I hated the fact that I was worried, hated the fact that even though it should be what I wanted, the feeling that came with acknowledging that she might be dead was ugly.
My saliva tasted bitter as I frantically searched everywhere for her body, but my effort proved futile. “Is she dead?” Tristan asked again behind me, and he was starting to sound like a broken record. I hated it.
“Why should we care if she’s dead or not?” Zayden retorted. “We’ll just go back and tell that wimp, Malcolm, that we’re no longer going through with the deal.”
The sound of their voices faded out as the sound of my own wolf blaming me took over my mind. ‘That was the most stupid thing I’ve ever seen you do, Zephyr.’ My wolf snarled.
‘You just f*****g killed our mate, you just ruined our only chance of having a mate and reaching our goal. Congratulations, Zephyr.’
“SHUT UP!” I barked, and Tristan and Zayden must have thought I was talking to them because they stopped talking at once. ‘I’m not agreeing to the matebond.’ I said to my wolf who was already pacing angrily beneath my skin.
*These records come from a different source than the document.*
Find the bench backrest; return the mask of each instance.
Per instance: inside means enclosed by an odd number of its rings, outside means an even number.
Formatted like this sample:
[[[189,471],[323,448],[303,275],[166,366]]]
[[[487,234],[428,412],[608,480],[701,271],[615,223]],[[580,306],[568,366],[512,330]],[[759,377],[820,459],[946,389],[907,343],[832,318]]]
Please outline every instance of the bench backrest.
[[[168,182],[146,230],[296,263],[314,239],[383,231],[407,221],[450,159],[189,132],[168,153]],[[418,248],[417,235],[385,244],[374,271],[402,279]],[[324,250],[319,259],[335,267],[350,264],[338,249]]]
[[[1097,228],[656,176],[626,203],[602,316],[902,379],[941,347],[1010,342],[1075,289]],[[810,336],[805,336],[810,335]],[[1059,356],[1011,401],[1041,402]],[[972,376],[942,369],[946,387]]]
‘Because you’re keeping it a secret from Tristan and Zayden? Because you’re so f*****g egotistic that you think she’s below you? Because you hate so f*****g much for what she did all those years ago, something that could have also been unintentional, something she might have forgotten about?’
The cold air bit into my skin despite the fact that I was fully dressed, and I hated that he was right on the money with every single thing. ‘Just f*****g shut up.’
Standing upright, I took off my jacket and stepped right off the cliff without hesitation, irritation burning hotter than fear. Of course, it had to be her. The wind roared as I dropped, controlled, deliberate. Annoying, stubborn, impossible.
My mouth hung open when I saw Marian suspended in the air, her clothes had caught on something, she never made it down and that was why I couldn’t find her body.
I caught her, releasing her from the grip that had held her up. She looked up at me, but even then, she looked like she could pass out anytime soon.
“Don’t misunderstand,” I muttered. “I just couldn’t let you die. Not like that. Not today. It’s too soon.”